2. Avoiding atau penghindaran
Style ini bertujuan untuk mengurangi konflik dengan mengabaikannya, menyingkirkan pihak yang berkonflik, atau menghindarinya dengan cara tertentu. Anggota tim yang berkonflik dapat dikeluarkan dari proyek tempat mereka berkonflik, tenggat waktu didorong, atau orang bahkan dipindahkan ke departemen lain.
Hal tersebut bisa menjadi gaya resolusi konflik yang efektif jika ada kemungkinan periode tenang akan membantu atau jika pihak tersebut membutuhkan lebih banyak waktu untuk mempertimbangkan sikap Anda terhadap konflik itu sendiri.
Penghindaran seharusnya tidak menjadi pengganti resolusi yang tepat; mendorong kembali konflik tanpa batas dapat dan akan menyebabkan lebih banyak (dan lebih besar) konflik di kemudian hari.
3. Compromising atau kompromi
Style manajemen konflik tengaha atau menengah, di mana tingkat keasertifan dan kerjasama sedang. Dengan menggunakan strategi memberi dan mengambil (give and take), kedua belah pihak yang terlibat konflik mencari alternatif titik tengah yang memuaskan sebagai keinginan mereka. Dengan kata lain ‘You Lose-I Lose’.
Menurut kutipan judul Manajemen Konflik dari (Utami, 2016), dalam pendekatan ini mengarahkan seseorang ke sikap moderat yang seimbang antara kepentingan diri sendiri dan kepentingan orang lain. Pendekatan ini melibatkan saling memberi dan menerima, yang dikenal sebagai pendekatan "give and take". Kompromi adalah strategi yang tepat untuk menangani masalah di mana pihak-pihak yang terlibat memiliki tujuan yang berbeda namun memiliki kekuatan yang setara. Keuntungan utama dari kompromi terletak pada proses demokratisnya, di mana tidak ada pihak yang merasa kalah. Namun, penyelesaian konflik melalui kompromi mungkin bersifat sementara dan dapat menghambat kemunculan kreativitas dalam menyelesaikan masalah.
4. Competing atau kompetisi
Style ini menolak kompromi dan melibatkan tidak menyerah pada sudut pandang atau keinginan orang lain.
Satu pihak berdiri teguh dalam apa yang mereka anggap sebagai penanganan situasi yang benar, dan tidak mundur sampai mereka mendapatkan apa yang mereka inginkan.

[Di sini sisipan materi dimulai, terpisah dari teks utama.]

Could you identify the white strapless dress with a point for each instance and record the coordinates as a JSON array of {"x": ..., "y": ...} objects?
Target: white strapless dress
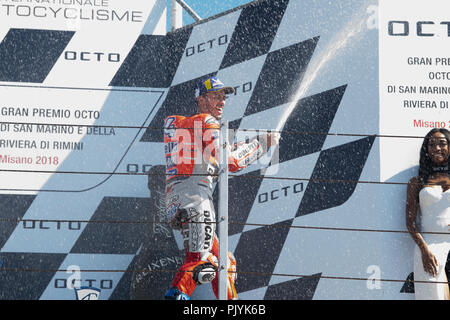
[{"x": 435, "y": 217}]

Hal tersebut dapat terjadi dalam situasi dimana tindakan tertentu harus diambil, ketika tidak ada waktu untuk mencoba dan menemukan solusi yang berbeda atau ketika ada keputusan yang tidak populer yang harus dibuat. Itu dapat menyelesaikan perselisihan dengan cepat, tetapi ada kemungkinan besar moral dan produktivitas berkurang. Ini bukan style yang harus sangat diandalkan.
5. Collaboration atau kolaborasi
Style ini menghasilkan hasil jangka panjang terbaik, pada saat yang sama seringkali paling sulit dan memakan waktu untuk dicapai.
Kebutuhan dan keinginan masing-masing pihak dipertimbangkan. Dengan kata lain ‘You Win- I Win’ sehingga semua pihak merasa puas. Hal tersebut i sering melibatkan semua pihak duduk bersama, membicarakan konflik dan menegosiasikan solusi bersama.
Style ini digunakan ketika sangat penting untuk menjaga hubungan antara semua pihak atau ketika solusi itu sendiri akan memiliki dampak yang signifikan.
Terlepas dari setiap gaya tersebut, melihat dari konflik dan budaya perusahaan. Dan peran pemimpin dalam penyelesaian konflik atau manajemen konflik sangat dibutuhkan. (*)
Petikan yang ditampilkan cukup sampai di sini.